Each time I ran this for groups I attempted to run with this, this fight did two things. The first one was give them actual reason to really care about stopping the goblin thread beyond murderhoboing everything that wasn't human, and the second was it gave them a chance to find another goblin to interrogate and get more information from. Usually that ended up with Gresgurt eating the other goblin in the cell (who I've typically named Birdbukit. Poor Birdbukit).

The thing with this fight though is that it's not meant to be a challenge. Mechanically speaking, you put the big hitter in front of him, and a healer right behind him and the fight is over in about 3 to 4 rounds, if that. It is (and this is stated in the original Burnt Offerings) meant to be a piece of story that helps get the characters invested into the town and the horrors it's dealt with.

James Jacobs wrote:


Up to now, the goblins have been as much comic relief as they have menaces. While the fate of the Baretts is grim and depressing, it serves an important role: putting some fear into the game. It establishes the goblins not only as dangerous creatures, but as remorselessly evil little bastards. As the adventure progresses, the PCs should come to think of goblins with equal parts dark humor and worry; sure, they’re comedic in some ways, but they also eat babies. They’re vile monsters, and it’s no good to have the primary villains of an adventure be nothing more than a laughing stock.

Nevertheless, for some game groups, this event might be a bit too gruesome and depressing. In this case, feel free to have the PCs arrive just in time as Alergast is being pulled into the goblin’s hole.
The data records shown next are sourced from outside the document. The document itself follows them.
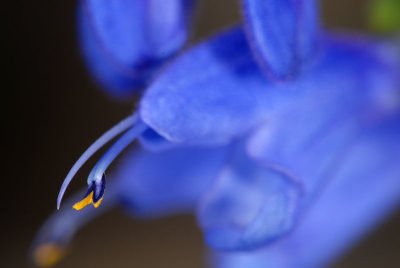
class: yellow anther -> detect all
[72,192,93,210]
[93,197,103,208]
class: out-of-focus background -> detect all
[0,0,400,268]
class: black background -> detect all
[0,0,400,268]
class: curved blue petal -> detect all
[242,0,320,79]
[111,142,226,217]
[197,143,301,250]
[214,117,400,268]
[140,29,394,144]
[78,0,193,96]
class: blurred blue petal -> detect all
[78,0,193,96]
[242,0,319,79]
[197,143,301,250]
[214,117,400,268]
[111,142,226,217]
[140,29,394,144]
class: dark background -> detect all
[0,0,400,268]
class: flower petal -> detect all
[78,0,193,96]
[247,35,400,197]
[211,118,400,268]
[242,0,319,79]
[140,29,271,144]
[197,143,300,250]
[140,29,393,144]
[111,143,226,217]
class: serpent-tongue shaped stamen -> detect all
[73,121,147,210]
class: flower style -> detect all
[35,0,400,268]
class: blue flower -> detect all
[77,0,193,97]
[35,0,400,268]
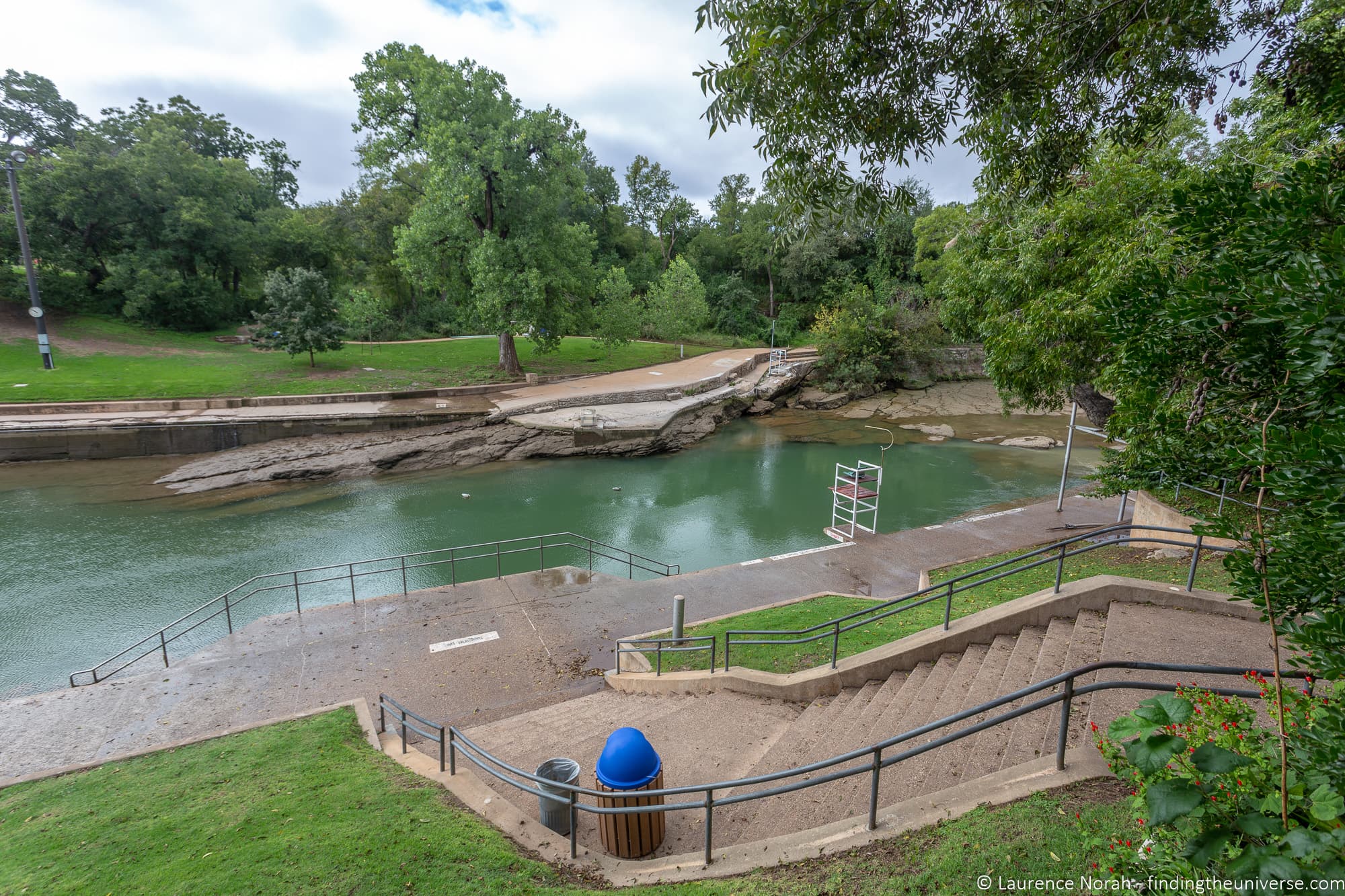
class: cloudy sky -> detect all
[3,0,978,207]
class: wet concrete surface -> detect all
[0,497,1116,778]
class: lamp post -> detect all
[4,149,56,370]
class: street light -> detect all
[4,149,56,370]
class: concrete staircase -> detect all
[467,603,1270,854]
[722,602,1106,842]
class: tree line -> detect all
[7,53,944,374]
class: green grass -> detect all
[0,316,713,401]
[0,709,1128,896]
[646,538,1229,674]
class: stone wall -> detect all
[1130,490,1239,548]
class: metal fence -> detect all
[616,524,1240,669]
[70,532,682,688]
[379,661,1307,865]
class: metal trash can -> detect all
[537,759,580,834]
[593,728,667,858]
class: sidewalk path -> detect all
[0,497,1116,778]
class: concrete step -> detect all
[999,619,1075,768]
[1041,610,1107,754]
[963,627,1046,780]
[942,635,1017,791]
[872,645,989,811]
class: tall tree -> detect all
[352,43,594,374]
[0,69,83,151]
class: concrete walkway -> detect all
[0,497,1116,778]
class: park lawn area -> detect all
[644,546,1229,674]
[0,316,714,401]
[0,708,1130,896]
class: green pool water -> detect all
[0,413,1092,697]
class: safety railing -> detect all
[385,661,1309,865]
[724,524,1240,669]
[70,532,682,688]
[612,635,716,677]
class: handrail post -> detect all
[869,747,882,830]
[705,790,714,865]
[570,790,580,858]
[1186,536,1205,591]
[1056,676,1075,771]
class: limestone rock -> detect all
[796,386,850,410]
[999,436,1060,450]
[901,423,954,438]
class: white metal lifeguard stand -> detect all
[826,460,882,541]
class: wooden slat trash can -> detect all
[593,728,667,858]
[593,768,667,858]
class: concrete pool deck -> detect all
[0,497,1118,778]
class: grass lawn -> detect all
[646,538,1229,674]
[0,316,714,401]
[0,709,1130,896]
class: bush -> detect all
[1093,683,1345,877]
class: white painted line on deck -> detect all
[771,541,854,560]
[429,631,500,654]
[958,507,1022,522]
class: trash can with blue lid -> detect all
[537,759,580,834]
[593,728,667,858]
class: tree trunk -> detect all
[1069,382,1116,429]
[765,261,775,317]
[499,332,523,375]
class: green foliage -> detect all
[644,258,710,341]
[0,69,83,151]
[257,268,342,366]
[812,286,940,391]
[597,268,640,354]
[697,0,1318,225]
[352,43,597,372]
[1093,673,1345,885]
[336,289,391,341]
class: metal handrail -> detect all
[724,524,1243,669]
[612,635,716,678]
[381,661,1310,865]
[70,532,682,688]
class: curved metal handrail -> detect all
[70,532,682,688]
[379,661,1310,865]
[615,524,1244,669]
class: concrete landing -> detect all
[0,497,1116,778]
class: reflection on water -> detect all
[0,413,1091,696]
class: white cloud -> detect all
[4,0,974,206]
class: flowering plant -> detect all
[1092,673,1345,892]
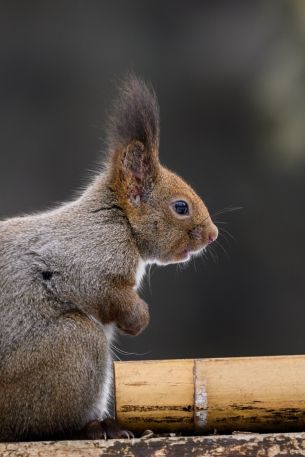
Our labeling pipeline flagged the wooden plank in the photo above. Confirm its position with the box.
[0,433,305,457]
[114,355,305,433]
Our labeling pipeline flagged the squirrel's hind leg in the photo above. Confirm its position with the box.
[0,310,111,441]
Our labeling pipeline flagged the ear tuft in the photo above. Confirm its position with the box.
[107,74,160,153]
[108,76,160,206]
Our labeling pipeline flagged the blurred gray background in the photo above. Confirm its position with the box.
[0,0,305,359]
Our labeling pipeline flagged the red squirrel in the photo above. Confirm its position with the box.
[0,76,218,441]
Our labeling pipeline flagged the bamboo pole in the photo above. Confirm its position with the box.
[114,355,305,433]
[0,433,305,457]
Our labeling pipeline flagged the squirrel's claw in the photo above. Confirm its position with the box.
[79,417,134,440]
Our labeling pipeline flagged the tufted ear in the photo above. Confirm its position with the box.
[108,76,160,205]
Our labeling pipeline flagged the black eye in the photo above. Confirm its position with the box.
[173,200,189,216]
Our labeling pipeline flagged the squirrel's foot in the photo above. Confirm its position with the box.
[79,417,134,440]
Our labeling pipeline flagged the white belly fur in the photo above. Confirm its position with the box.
[90,259,146,420]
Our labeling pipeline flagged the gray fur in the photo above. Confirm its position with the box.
[0,78,217,441]
[0,175,139,440]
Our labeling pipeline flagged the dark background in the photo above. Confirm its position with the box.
[0,0,305,359]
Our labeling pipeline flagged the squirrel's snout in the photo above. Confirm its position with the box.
[208,222,218,244]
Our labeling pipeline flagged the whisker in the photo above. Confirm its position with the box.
[211,206,243,217]
[219,227,237,243]
[214,240,230,259]
[207,246,219,264]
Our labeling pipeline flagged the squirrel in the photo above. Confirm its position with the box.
[0,75,218,441]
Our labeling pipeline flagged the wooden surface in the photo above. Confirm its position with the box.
[114,356,305,433]
[0,433,305,457]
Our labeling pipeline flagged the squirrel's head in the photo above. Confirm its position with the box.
[107,76,218,264]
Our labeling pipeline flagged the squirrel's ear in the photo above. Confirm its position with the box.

He’s at –1 hit points, but if the PCs act fast, they can still save him from a tragic fate. In the end, as long as the PCs remember that the goblins are as dangerous as they are anything else, this encounter serves its purpose regardless of how many NPCs you kill off.
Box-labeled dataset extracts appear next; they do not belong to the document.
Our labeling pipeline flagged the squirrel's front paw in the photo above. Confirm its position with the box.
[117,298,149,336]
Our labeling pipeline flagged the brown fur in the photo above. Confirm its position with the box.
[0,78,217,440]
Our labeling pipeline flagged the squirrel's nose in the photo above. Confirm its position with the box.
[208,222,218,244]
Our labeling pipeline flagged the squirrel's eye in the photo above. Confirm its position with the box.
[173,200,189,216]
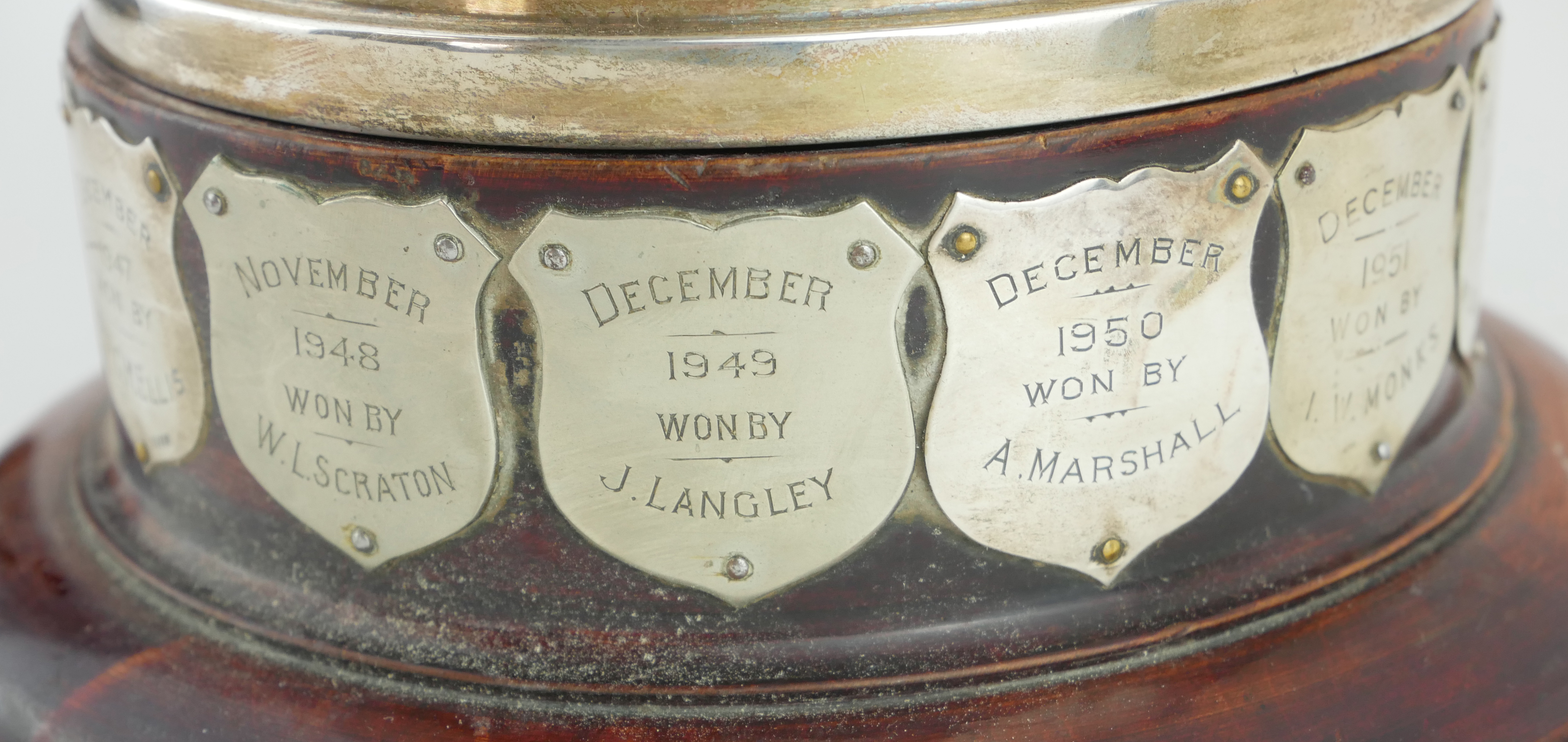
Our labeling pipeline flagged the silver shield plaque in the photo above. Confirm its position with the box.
[510,204,920,604]
[69,108,207,466]
[1270,70,1474,492]
[185,160,499,568]
[927,143,1273,582]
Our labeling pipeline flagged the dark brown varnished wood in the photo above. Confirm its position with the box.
[21,3,1530,704]
[0,315,1568,741]
[9,3,1568,741]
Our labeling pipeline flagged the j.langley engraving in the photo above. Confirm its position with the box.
[927,143,1273,582]
[185,160,499,566]
[510,204,920,604]
[70,108,207,464]
[1270,70,1474,492]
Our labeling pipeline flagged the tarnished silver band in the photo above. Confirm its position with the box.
[85,0,1474,149]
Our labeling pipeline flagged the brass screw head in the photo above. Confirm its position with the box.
[539,245,572,270]
[201,188,229,216]
[146,165,163,196]
[1295,161,1317,185]
[433,234,463,264]
[949,227,980,260]
[348,526,376,554]
[724,554,751,582]
[1094,536,1128,565]
[1224,170,1258,204]
[850,241,881,270]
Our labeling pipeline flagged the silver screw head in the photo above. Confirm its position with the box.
[724,554,751,582]
[348,526,376,554]
[1295,161,1317,185]
[539,245,572,270]
[201,188,229,216]
[434,234,463,264]
[850,241,881,270]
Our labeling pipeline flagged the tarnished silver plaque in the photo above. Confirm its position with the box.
[1270,70,1473,492]
[927,143,1273,582]
[510,204,920,604]
[1453,39,1498,358]
[69,108,207,466]
[185,160,499,566]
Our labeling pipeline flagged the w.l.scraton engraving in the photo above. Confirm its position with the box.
[185,160,499,566]
[1270,69,1474,492]
[510,204,920,604]
[69,108,207,466]
[927,143,1273,582]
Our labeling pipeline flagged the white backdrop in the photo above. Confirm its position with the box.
[0,0,1568,441]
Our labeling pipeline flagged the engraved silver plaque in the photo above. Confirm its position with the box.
[69,108,207,466]
[1270,70,1474,492]
[927,143,1273,582]
[1453,39,1499,358]
[510,204,920,606]
[185,158,499,568]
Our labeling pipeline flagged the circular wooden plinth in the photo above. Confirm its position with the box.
[0,315,1568,742]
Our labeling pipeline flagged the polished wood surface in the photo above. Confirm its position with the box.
[0,3,1568,741]
[0,320,1568,742]
[39,3,1512,698]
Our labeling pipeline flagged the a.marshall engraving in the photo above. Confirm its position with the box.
[185,160,499,566]
[927,143,1273,582]
[69,108,207,466]
[1270,70,1474,492]
[510,204,920,604]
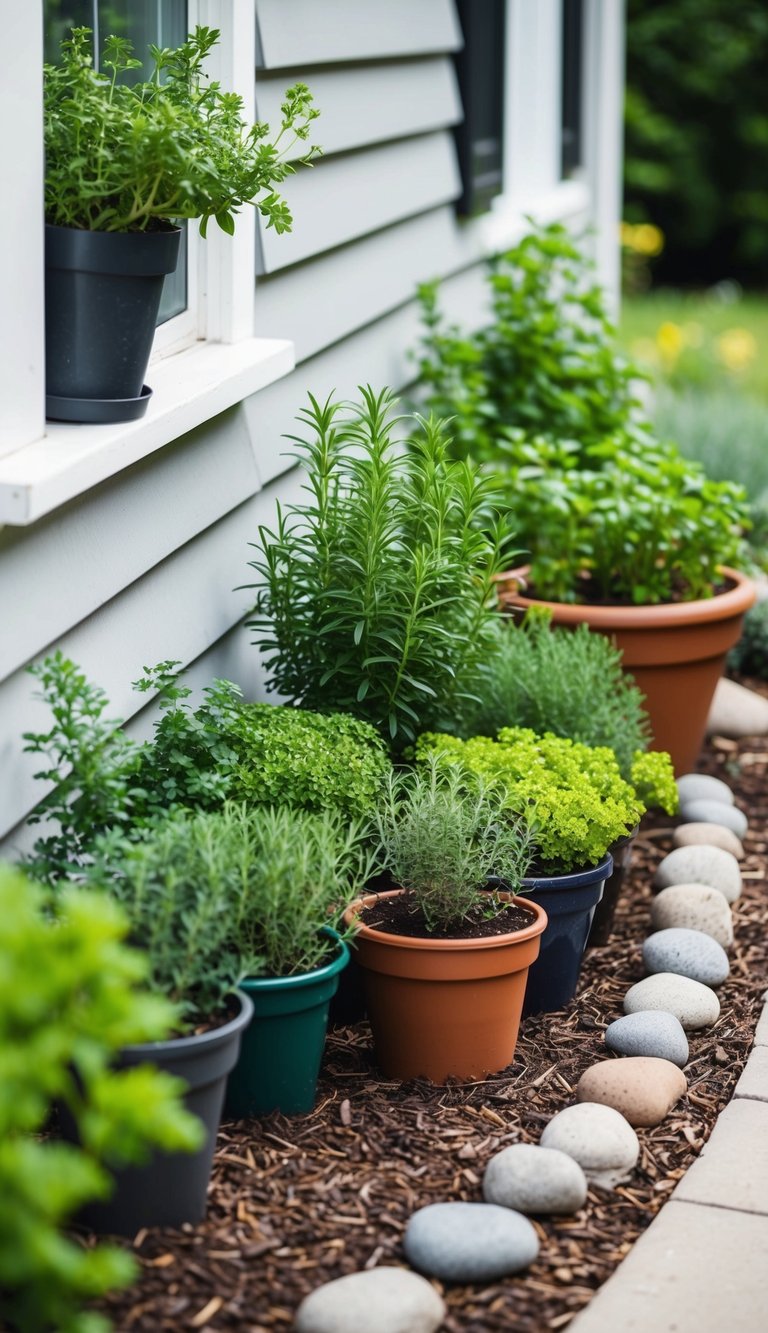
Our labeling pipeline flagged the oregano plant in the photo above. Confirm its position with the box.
[44,25,320,236]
It saddens me that a lot of the notes from the original printing didn't get put into the Anniversary Edition for this very reason. It makes it seem that the little encounters don't mean anything. If it weren't for this design note, I would never have been able to properly convey the context for this encounter and give my groups the effect it was meant to have.


KyleS wrote:


It saddens me that a lot of the notes from the original printing didn't get put into the Anniversary Edition for this very reason. It makes it seem that the little encounters don't mean anything. If it weren't for this design note, I would never have been able to properly convey the context for this encounter and give my groups the effect it was meant to have.

Oh, yeah. Those designer notes were awesome, not just in Burnt Offerings but several other Paizo products at the time, including adventure modules. I recognize they cut into the space available for content, but if RPGs and adventure material are missing something useful these days, it's designer notes. I'm a big fan of them since way back in my wargamer days.


Agreed, I boughta bunch of early Paizo GameMastery modules and the design notes are great for understanding why things were done and how they can be changed.


Not to mention that the design notes are really nice teaching moments that help us make our homebrew stuff better.


This encounter turned quite deadly when our paladin pulled back the gnawed on body and the starved goblin lunged and nearly pulled her into the hole. Then when he decided not to come out of the crawl space under the house our paladin decided to fight in the small confined space. And it nearly killed her. Our party having just finished Savage Tide after almost two years of play seemed to forget how vulnerable 1st level characters are and how tough a goblin could be one on one with limited space to fight!